O autor Eckhart Tolle sugere:
Se você continuar buscando um relacionamento como forma de salvação, vai se desiludir cada vez mais. Mas, se você aceitar que o relacionamento está aqui para tornar você consciente, em lugar de feliz, então o relacionamento vai lhe oferecer a salvação […]
A melhor forma de evitar frustrações e decepções é reduzir nossas expectativas. Sonhar é bom. Sonhar – e eventualmente viver – um relacionamento perfeito é algo divino. Mas é prudente manter os pés no chão. Me parece importante ao menos saber da existência desse lado sombrio do amor muito intenso. Aceitar a natureza imperfeita do outro, evitando se iludir a respeito de uma suposta perfeição, é o melhor caminho para evitar o sofrimento da desilusão amorosa. Melhor ainda é, como sugeriu Tolle, entender o relacionamento como uma abundante fonte de lições de crescimento pessoal; Entender que relacionamentos servem para nos fazer crescer como pessoas. Com um pouco de encanto, sim. Mas sem acreditar que qualquer felicidade será possível fora de nós.
Bianca
10 de maio de 2012 as 15:09
Muito interessante seu texto (o que nãoé novidade…rs).
Mas sabe…por que não unir amor e paixão? Talvez seja utopia essa relação, mas seria a ideal.
Bjs!
Ronaud
10 de maio de 2012 as 16:27
Sim, amor e paixão seriam o ideal. E até acredito que seja possível. Acredito haver um monte de pessoas apaixonadas por aí as quais têm uma noção melhorada da realidade talvez menos encantadora – porém não menos digna – que as espera quando o fogo da paixão se amornar.
Mas o ideal é apenas isso, um IDEALISMO, uma ideia bobinha e perfeitinha que mantemos na nossa cabeça louca a qual raramente encontra paralelo na REALIDADE. E é para a realidade, aquela que existe e com a qual lidamos, que chamo a atenção.
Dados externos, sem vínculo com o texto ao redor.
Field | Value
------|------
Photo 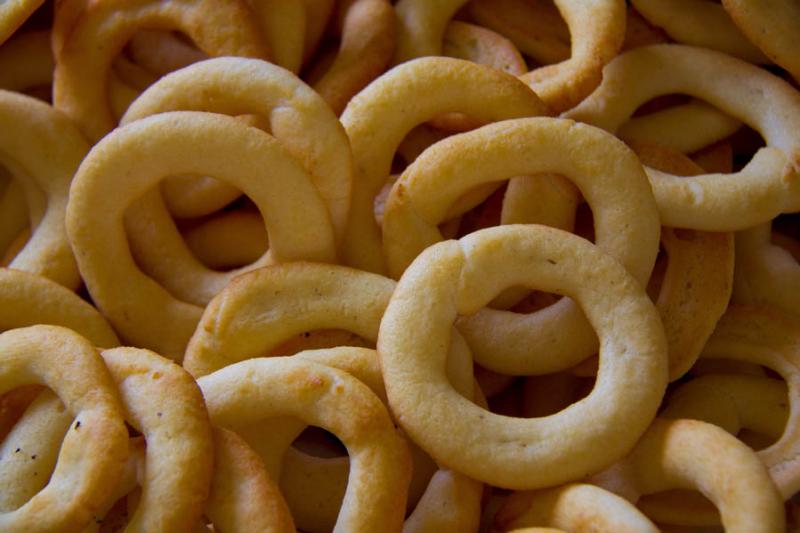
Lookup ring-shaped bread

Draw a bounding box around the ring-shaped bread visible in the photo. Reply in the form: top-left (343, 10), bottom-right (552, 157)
top-left (565, 44), bottom-right (800, 231)
top-left (701, 305), bottom-right (800, 499)
top-left (67, 111), bottom-right (336, 360)
top-left (53, 0), bottom-right (268, 142)
top-left (733, 223), bottom-right (800, 317)
top-left (595, 418), bottom-right (785, 533)
top-left (378, 225), bottom-right (667, 489)
top-left (520, 0), bottom-right (625, 113)
top-left (341, 57), bottom-right (547, 274)
top-left (198, 357), bottom-right (411, 532)
top-left (0, 325), bottom-right (128, 532)
top-left (0, 90), bottom-right (89, 289)
top-left (494, 483), bottom-right (658, 533)
top-left (631, 0), bottom-right (769, 63)
top-left (722, 0), bottom-right (800, 80)
top-left (120, 57), bottom-right (353, 241)
top-left (383, 118), bottom-right (660, 375)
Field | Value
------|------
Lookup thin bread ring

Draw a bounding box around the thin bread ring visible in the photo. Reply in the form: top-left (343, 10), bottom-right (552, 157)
top-left (383, 118), bottom-right (660, 375)
top-left (0, 326), bottom-right (128, 532)
top-left (53, 0), bottom-right (268, 141)
top-left (67, 111), bottom-right (336, 360)
top-left (341, 57), bottom-right (547, 273)
top-left (198, 357), bottom-right (410, 531)
top-left (378, 225), bottom-right (667, 489)
top-left (565, 45), bottom-right (800, 231)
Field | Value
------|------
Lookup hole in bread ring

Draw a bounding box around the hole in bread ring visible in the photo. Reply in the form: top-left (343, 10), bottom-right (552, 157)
top-left (378, 225), bottom-right (667, 489)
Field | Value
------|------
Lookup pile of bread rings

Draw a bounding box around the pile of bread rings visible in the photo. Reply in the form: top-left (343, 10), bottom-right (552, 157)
top-left (0, 0), bottom-right (800, 533)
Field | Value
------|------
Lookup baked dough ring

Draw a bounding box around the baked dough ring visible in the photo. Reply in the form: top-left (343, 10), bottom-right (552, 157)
top-left (53, 0), bottom-right (268, 142)
top-left (121, 57), bottom-right (353, 241)
top-left (341, 57), bottom-right (547, 274)
top-left (0, 326), bottom-right (128, 532)
top-left (67, 111), bottom-right (335, 360)
top-left (378, 225), bottom-right (667, 489)
top-left (0, 90), bottom-right (89, 289)
top-left (565, 45), bottom-right (800, 231)
top-left (596, 418), bottom-right (785, 533)
top-left (494, 483), bottom-right (658, 533)
top-left (733, 223), bottom-right (800, 317)
top-left (383, 118), bottom-right (660, 375)
top-left (198, 357), bottom-right (410, 532)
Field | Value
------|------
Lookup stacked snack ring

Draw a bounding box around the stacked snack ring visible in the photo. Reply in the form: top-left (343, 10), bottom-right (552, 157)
top-left (0, 0), bottom-right (800, 533)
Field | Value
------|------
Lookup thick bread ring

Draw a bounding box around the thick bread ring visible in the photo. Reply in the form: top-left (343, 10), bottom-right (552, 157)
top-left (53, 0), bottom-right (268, 141)
top-left (565, 45), bottom-right (800, 231)
top-left (378, 225), bottom-right (667, 489)
top-left (67, 111), bottom-right (336, 360)
top-left (121, 57), bottom-right (353, 239)
top-left (0, 90), bottom-right (89, 289)
top-left (0, 326), bottom-right (128, 532)
top-left (342, 57), bottom-right (547, 273)
top-left (383, 118), bottom-right (660, 375)
top-left (198, 357), bottom-right (411, 532)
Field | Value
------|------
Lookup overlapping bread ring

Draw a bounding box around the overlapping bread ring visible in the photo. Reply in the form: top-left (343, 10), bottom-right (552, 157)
top-left (383, 118), bottom-right (660, 375)
top-left (494, 483), bottom-right (658, 533)
top-left (733, 223), bottom-right (800, 317)
top-left (631, 0), bottom-right (768, 63)
top-left (701, 305), bottom-right (800, 499)
top-left (198, 357), bottom-right (410, 531)
top-left (53, 0), bottom-right (268, 141)
top-left (121, 58), bottom-right (353, 238)
top-left (616, 99), bottom-right (742, 154)
top-left (0, 326), bottom-right (128, 531)
top-left (394, 0), bottom-right (467, 64)
top-left (378, 225), bottom-right (667, 489)
top-left (341, 57), bottom-right (546, 273)
top-left (597, 418), bottom-right (785, 533)
top-left (312, 0), bottom-right (396, 115)
top-left (0, 91), bottom-right (89, 289)
top-left (722, 0), bottom-right (800, 80)
top-left (565, 45), bottom-right (800, 231)
top-left (0, 0), bottom-right (44, 44)
top-left (67, 112), bottom-right (335, 360)
top-left (520, 0), bottom-right (625, 113)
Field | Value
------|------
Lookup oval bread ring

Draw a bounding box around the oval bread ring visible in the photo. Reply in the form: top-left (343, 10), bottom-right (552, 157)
top-left (312, 0), bottom-right (397, 115)
top-left (0, 30), bottom-right (55, 92)
top-left (596, 418), bottom-right (785, 533)
top-left (198, 357), bottom-right (410, 531)
top-left (617, 100), bottom-right (742, 154)
top-left (722, 0), bottom-right (800, 80)
top-left (121, 57), bottom-right (353, 242)
top-left (53, 0), bottom-right (268, 142)
top-left (0, 268), bottom-right (119, 348)
top-left (378, 225), bottom-right (667, 489)
top-left (383, 118), bottom-right (660, 375)
top-left (520, 0), bottom-right (625, 113)
top-left (204, 427), bottom-right (295, 533)
top-left (67, 112), bottom-right (335, 360)
top-left (0, 326), bottom-right (128, 532)
top-left (565, 45), bottom-right (800, 231)
top-left (638, 374), bottom-right (789, 526)
top-left (394, 0), bottom-right (467, 64)
top-left (733, 223), bottom-right (800, 317)
top-left (0, 0), bottom-right (44, 44)
top-left (494, 483), bottom-right (658, 533)
top-left (631, 0), bottom-right (769, 64)
top-left (183, 210), bottom-right (269, 270)
top-left (0, 90), bottom-right (89, 289)
top-left (467, 0), bottom-right (570, 64)
top-left (701, 305), bottom-right (800, 499)
top-left (126, 30), bottom-right (208, 77)
top-left (341, 57), bottom-right (547, 273)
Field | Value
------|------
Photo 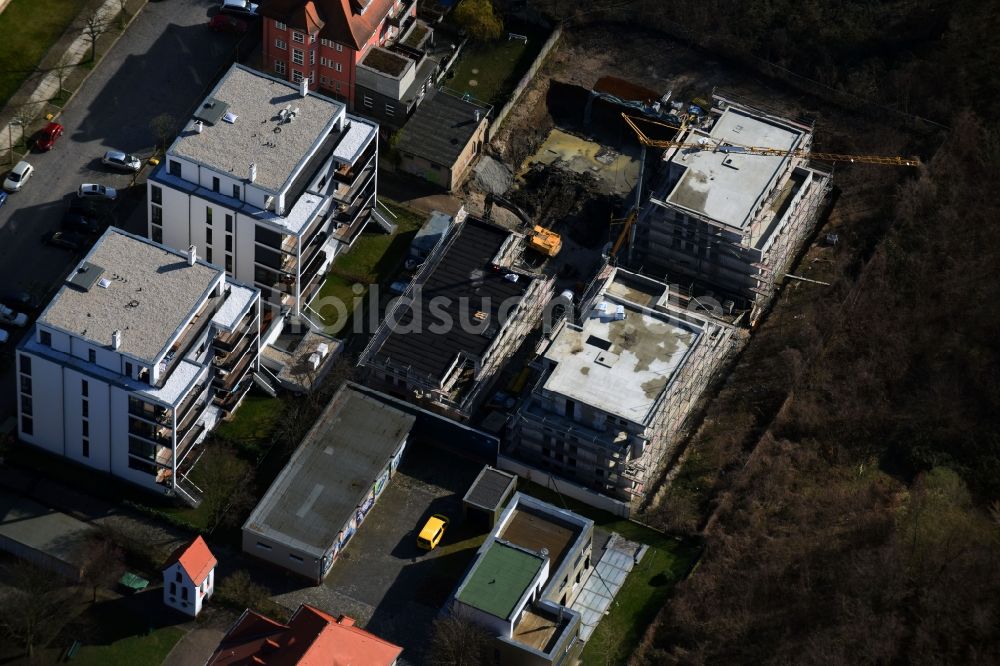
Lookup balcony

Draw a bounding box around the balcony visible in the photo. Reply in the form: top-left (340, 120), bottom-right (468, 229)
top-left (159, 294), bottom-right (225, 386)
top-left (215, 377), bottom-right (253, 414)
top-left (177, 385), bottom-right (211, 440)
top-left (214, 354), bottom-right (255, 397)
top-left (212, 335), bottom-right (257, 372)
top-left (333, 151), bottom-right (375, 203)
top-left (214, 309), bottom-right (257, 352)
top-left (128, 398), bottom-right (170, 425)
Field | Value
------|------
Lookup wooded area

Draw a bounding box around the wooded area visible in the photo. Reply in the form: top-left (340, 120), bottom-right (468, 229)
top-left (545, 0), bottom-right (1000, 664)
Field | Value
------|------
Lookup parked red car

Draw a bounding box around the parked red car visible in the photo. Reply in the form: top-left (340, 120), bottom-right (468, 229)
top-left (208, 14), bottom-right (250, 35)
top-left (35, 123), bottom-right (63, 150)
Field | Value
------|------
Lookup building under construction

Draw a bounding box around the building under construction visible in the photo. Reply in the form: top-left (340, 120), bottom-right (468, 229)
top-left (504, 266), bottom-right (737, 513)
top-left (359, 217), bottom-right (554, 420)
top-left (627, 96), bottom-right (830, 323)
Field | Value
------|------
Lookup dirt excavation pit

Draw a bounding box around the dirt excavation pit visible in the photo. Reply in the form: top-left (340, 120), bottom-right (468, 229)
top-left (518, 127), bottom-right (639, 197)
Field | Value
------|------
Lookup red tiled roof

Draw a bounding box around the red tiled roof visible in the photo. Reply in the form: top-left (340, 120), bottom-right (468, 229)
top-left (167, 535), bottom-right (218, 585)
top-left (260, 0), bottom-right (395, 51)
top-left (206, 604), bottom-right (403, 666)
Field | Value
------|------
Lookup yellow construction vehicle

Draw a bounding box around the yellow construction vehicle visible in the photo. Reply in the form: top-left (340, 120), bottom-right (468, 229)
top-left (528, 224), bottom-right (562, 257)
top-left (622, 113), bottom-right (920, 166)
top-left (610, 112), bottom-right (920, 257)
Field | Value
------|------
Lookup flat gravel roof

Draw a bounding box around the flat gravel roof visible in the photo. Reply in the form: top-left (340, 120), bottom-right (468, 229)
top-left (169, 65), bottom-right (345, 192)
top-left (38, 227), bottom-right (223, 364)
top-left (243, 388), bottom-right (416, 558)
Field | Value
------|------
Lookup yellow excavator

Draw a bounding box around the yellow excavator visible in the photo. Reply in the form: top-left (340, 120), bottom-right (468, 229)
top-left (483, 194), bottom-right (562, 257)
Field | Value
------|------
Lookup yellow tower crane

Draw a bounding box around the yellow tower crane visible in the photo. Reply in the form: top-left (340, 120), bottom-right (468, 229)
top-left (611, 112), bottom-right (920, 256)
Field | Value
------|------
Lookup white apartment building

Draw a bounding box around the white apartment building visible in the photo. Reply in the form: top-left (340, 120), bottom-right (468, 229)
top-left (147, 64), bottom-right (378, 328)
top-left (17, 227), bottom-right (260, 503)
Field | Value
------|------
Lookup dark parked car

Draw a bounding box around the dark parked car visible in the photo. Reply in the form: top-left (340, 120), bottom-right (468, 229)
top-left (42, 231), bottom-right (87, 250)
top-left (62, 211), bottom-right (101, 234)
top-left (208, 14), bottom-right (250, 35)
top-left (0, 289), bottom-right (39, 312)
top-left (35, 123), bottom-right (63, 150)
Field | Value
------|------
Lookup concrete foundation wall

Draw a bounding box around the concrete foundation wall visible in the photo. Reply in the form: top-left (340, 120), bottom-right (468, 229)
top-left (497, 454), bottom-right (631, 518)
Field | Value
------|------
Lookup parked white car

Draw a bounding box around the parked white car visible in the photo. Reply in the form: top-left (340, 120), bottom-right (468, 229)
top-left (76, 183), bottom-right (118, 200)
top-left (0, 305), bottom-right (28, 326)
top-left (3, 160), bottom-right (35, 192)
top-left (101, 150), bottom-right (142, 173)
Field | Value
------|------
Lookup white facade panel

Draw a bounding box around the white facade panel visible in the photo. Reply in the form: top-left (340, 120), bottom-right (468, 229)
top-left (160, 185), bottom-right (191, 249)
top-left (18, 354), bottom-right (63, 456)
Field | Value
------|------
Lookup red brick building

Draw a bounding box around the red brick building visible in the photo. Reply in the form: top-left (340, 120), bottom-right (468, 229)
top-left (260, 0), bottom-right (417, 108)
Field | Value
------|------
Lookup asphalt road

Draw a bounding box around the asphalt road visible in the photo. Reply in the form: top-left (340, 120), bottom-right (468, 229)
top-left (0, 0), bottom-right (250, 416)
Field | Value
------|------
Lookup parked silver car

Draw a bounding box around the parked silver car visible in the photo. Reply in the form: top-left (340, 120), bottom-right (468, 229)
top-left (219, 0), bottom-right (257, 16)
top-left (0, 305), bottom-right (28, 326)
top-left (3, 160), bottom-right (35, 192)
top-left (76, 183), bottom-right (118, 199)
top-left (101, 150), bottom-right (142, 173)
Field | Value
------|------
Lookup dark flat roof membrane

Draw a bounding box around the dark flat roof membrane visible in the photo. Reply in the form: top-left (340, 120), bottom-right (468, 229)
top-left (194, 97), bottom-right (229, 125)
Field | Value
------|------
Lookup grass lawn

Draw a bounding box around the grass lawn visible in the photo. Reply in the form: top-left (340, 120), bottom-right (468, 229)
top-left (72, 627), bottom-right (184, 666)
top-left (582, 546), bottom-right (697, 664)
top-left (517, 479), bottom-right (699, 664)
top-left (313, 198), bottom-right (427, 335)
top-left (214, 391), bottom-right (285, 448)
top-left (444, 25), bottom-right (548, 106)
top-left (0, 0), bottom-right (85, 104)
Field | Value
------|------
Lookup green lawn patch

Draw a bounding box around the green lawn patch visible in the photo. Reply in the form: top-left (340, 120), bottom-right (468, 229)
top-left (72, 627), bottom-right (184, 666)
top-left (0, 0), bottom-right (86, 104)
top-left (445, 24), bottom-right (548, 105)
top-left (582, 545), bottom-right (697, 665)
top-left (517, 479), bottom-right (700, 664)
top-left (312, 198), bottom-right (427, 335)
top-left (213, 391), bottom-right (285, 450)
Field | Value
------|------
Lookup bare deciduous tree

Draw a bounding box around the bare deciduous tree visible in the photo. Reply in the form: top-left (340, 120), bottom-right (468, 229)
top-left (83, 10), bottom-right (109, 62)
top-left (149, 113), bottom-right (177, 152)
top-left (81, 535), bottom-right (125, 603)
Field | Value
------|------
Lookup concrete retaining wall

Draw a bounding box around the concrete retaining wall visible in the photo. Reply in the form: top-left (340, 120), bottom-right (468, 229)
top-left (497, 454), bottom-right (631, 518)
top-left (487, 26), bottom-right (562, 141)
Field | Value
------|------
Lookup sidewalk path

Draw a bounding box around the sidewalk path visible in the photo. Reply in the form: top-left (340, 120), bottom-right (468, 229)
top-left (162, 627), bottom-right (225, 666)
top-left (0, 0), bottom-right (121, 152)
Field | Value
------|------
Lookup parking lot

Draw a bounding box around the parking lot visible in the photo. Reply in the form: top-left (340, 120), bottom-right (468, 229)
top-left (275, 442), bottom-right (486, 663)
top-left (0, 0), bottom-right (254, 422)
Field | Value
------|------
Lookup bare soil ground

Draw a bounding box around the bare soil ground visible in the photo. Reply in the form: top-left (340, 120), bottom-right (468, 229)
top-left (491, 24), bottom-right (910, 171)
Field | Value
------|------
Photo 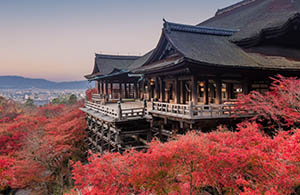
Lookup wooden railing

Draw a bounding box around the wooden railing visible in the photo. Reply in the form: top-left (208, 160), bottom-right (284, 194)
top-left (149, 102), bottom-right (236, 119)
top-left (85, 101), bottom-right (146, 120)
top-left (92, 93), bottom-right (135, 104)
top-left (85, 101), bottom-right (119, 118)
top-left (92, 94), bottom-right (103, 102)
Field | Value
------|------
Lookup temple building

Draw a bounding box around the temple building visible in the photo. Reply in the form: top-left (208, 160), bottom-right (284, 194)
top-left (82, 0), bottom-right (300, 152)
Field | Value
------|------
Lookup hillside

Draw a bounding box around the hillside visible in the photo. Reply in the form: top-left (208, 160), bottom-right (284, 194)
top-left (0, 76), bottom-right (91, 89)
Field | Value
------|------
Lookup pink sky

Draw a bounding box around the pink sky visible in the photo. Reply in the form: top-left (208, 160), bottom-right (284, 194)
top-left (0, 0), bottom-right (237, 81)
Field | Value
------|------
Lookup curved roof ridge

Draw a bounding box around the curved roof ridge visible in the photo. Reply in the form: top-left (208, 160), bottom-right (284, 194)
top-left (215, 0), bottom-right (256, 16)
top-left (164, 19), bottom-right (239, 36)
top-left (95, 53), bottom-right (141, 60)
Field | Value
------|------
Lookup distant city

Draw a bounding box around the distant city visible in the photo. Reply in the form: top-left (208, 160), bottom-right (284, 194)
top-left (0, 76), bottom-right (93, 106)
top-left (0, 88), bottom-right (85, 106)
top-left (0, 89), bottom-right (85, 106)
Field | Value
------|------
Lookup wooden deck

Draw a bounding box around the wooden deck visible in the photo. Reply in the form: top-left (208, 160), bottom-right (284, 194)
top-left (148, 102), bottom-right (243, 120)
top-left (81, 98), bottom-right (244, 121)
top-left (81, 101), bottom-right (146, 121)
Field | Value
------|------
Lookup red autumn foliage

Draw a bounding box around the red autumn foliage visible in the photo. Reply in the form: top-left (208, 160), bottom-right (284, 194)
top-left (69, 123), bottom-right (300, 195)
top-left (68, 76), bottom-right (300, 195)
top-left (237, 75), bottom-right (300, 135)
top-left (85, 88), bottom-right (98, 101)
top-left (0, 99), bottom-right (85, 194)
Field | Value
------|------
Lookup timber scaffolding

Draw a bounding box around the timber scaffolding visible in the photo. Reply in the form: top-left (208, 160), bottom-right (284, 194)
top-left (81, 94), bottom-right (244, 153)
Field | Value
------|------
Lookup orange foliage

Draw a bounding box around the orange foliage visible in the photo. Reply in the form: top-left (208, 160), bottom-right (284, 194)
top-left (0, 99), bottom-right (86, 193)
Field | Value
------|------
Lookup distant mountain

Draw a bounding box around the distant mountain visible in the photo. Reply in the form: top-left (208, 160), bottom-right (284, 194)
top-left (0, 76), bottom-right (91, 89)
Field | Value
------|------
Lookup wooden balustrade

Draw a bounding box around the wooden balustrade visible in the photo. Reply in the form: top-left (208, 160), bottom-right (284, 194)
top-left (85, 101), bottom-right (146, 120)
top-left (150, 102), bottom-right (235, 119)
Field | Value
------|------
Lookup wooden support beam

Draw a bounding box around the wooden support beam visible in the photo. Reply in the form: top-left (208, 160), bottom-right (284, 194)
top-left (128, 83), bottom-right (132, 98)
top-left (133, 82), bottom-right (139, 99)
top-left (179, 80), bottom-right (185, 104)
top-left (154, 77), bottom-right (159, 100)
top-left (173, 77), bottom-right (180, 104)
top-left (110, 82), bottom-right (114, 99)
top-left (119, 82), bottom-right (123, 102)
top-left (124, 83), bottom-right (128, 98)
top-left (100, 81), bottom-right (104, 94)
top-left (105, 81), bottom-right (108, 97)
top-left (192, 76), bottom-right (198, 104)
top-left (96, 81), bottom-right (101, 94)
top-left (215, 78), bottom-right (222, 104)
top-left (159, 77), bottom-right (166, 102)
top-left (242, 77), bottom-right (251, 95)
top-left (204, 79), bottom-right (209, 105)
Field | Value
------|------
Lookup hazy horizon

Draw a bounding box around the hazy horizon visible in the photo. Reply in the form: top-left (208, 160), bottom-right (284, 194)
top-left (0, 0), bottom-right (238, 81)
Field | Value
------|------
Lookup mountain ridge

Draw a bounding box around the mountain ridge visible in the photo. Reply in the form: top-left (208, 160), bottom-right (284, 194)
top-left (0, 75), bottom-right (91, 89)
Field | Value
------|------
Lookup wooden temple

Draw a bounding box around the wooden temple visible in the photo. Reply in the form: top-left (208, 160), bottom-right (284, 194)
top-left (82, 0), bottom-right (300, 152)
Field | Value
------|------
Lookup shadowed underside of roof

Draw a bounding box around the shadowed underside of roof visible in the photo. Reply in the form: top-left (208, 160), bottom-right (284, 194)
top-left (198, 0), bottom-right (300, 42)
top-left (135, 19), bottom-right (300, 73)
top-left (85, 54), bottom-right (139, 79)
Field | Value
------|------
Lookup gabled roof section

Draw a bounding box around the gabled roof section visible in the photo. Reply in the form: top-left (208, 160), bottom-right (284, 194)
top-left (198, 0), bottom-right (300, 45)
top-left (85, 54), bottom-right (140, 80)
top-left (164, 20), bottom-right (239, 36)
top-left (142, 19), bottom-right (238, 66)
top-left (134, 21), bottom-right (300, 74)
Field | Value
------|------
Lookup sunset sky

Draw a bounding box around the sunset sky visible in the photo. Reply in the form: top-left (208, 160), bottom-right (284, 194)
top-left (0, 0), bottom-right (238, 81)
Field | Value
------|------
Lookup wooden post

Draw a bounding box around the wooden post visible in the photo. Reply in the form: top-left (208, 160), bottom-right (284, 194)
top-left (242, 78), bottom-right (251, 95)
top-left (215, 78), bottom-right (222, 104)
top-left (101, 80), bottom-right (104, 97)
top-left (128, 83), bottom-right (132, 98)
top-left (110, 82), bottom-right (114, 99)
top-left (179, 80), bottom-right (185, 104)
top-left (139, 80), bottom-right (145, 99)
top-left (117, 101), bottom-right (122, 120)
top-left (204, 79), bottom-right (209, 105)
top-left (192, 76), bottom-right (198, 104)
top-left (119, 82), bottom-right (123, 102)
top-left (174, 77), bottom-right (180, 104)
top-left (143, 99), bottom-right (147, 116)
top-left (133, 82), bottom-right (139, 99)
top-left (97, 81), bottom-right (101, 94)
top-left (226, 83), bottom-right (232, 100)
top-left (105, 81), bottom-right (109, 100)
top-left (159, 77), bottom-right (165, 102)
top-left (124, 83), bottom-right (128, 98)
top-left (154, 77), bottom-right (159, 100)
top-left (189, 101), bottom-right (194, 119)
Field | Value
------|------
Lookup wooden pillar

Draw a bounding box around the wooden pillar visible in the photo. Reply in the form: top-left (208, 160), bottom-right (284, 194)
top-left (242, 78), bottom-right (251, 95)
top-left (124, 83), bottom-right (128, 98)
top-left (119, 82), bottom-right (123, 101)
top-left (96, 81), bottom-right (101, 94)
top-left (154, 77), bottom-right (159, 100)
top-left (179, 80), bottom-right (186, 104)
top-left (192, 76), bottom-right (198, 105)
top-left (133, 82), bottom-right (139, 99)
top-left (159, 77), bottom-right (166, 102)
top-left (226, 83), bottom-right (233, 100)
top-left (100, 80), bottom-right (104, 94)
top-left (215, 78), bottom-right (222, 104)
top-left (146, 80), bottom-right (151, 101)
top-left (139, 80), bottom-right (145, 100)
top-left (110, 82), bottom-right (114, 99)
top-left (104, 81), bottom-right (108, 96)
top-left (204, 79), bottom-right (209, 105)
top-left (174, 77), bottom-right (180, 104)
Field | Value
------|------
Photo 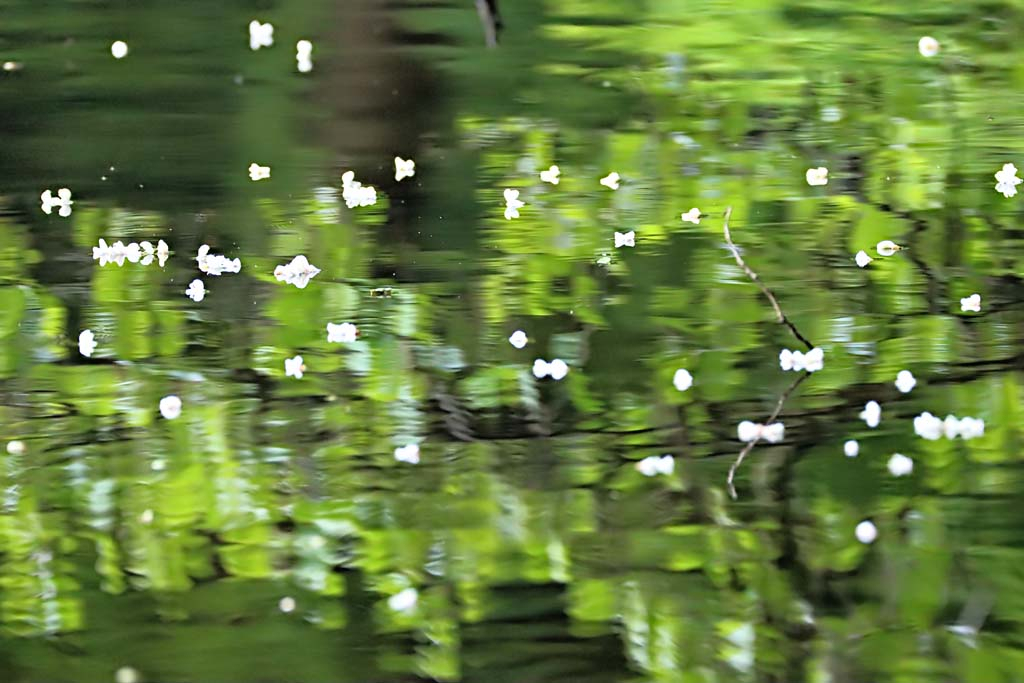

Bjs
miss demoiselle
11 de maio de 2012 as 0:43
Meu nobre amigo,
Nunca vi alguém da minha esfera definir tão bem a paixão e interligá-la tão fortemente ao egoísmo. É tênue a linha que os divide.
Perfeita a sua descrição. Fez-me enxergar além do texto, também a realidade. Perfeito (além, claro, de ter citado os ilustres que disseram algumas frases sensacionais).
Não consigo nem comentar sobre o tema, apenas sobre o seu texto.
Um beijo,
da miss
Bianca Leilane
11 de maio de 2012 as 9:04
Bom…quem sabe então eu seja menos realista…rs…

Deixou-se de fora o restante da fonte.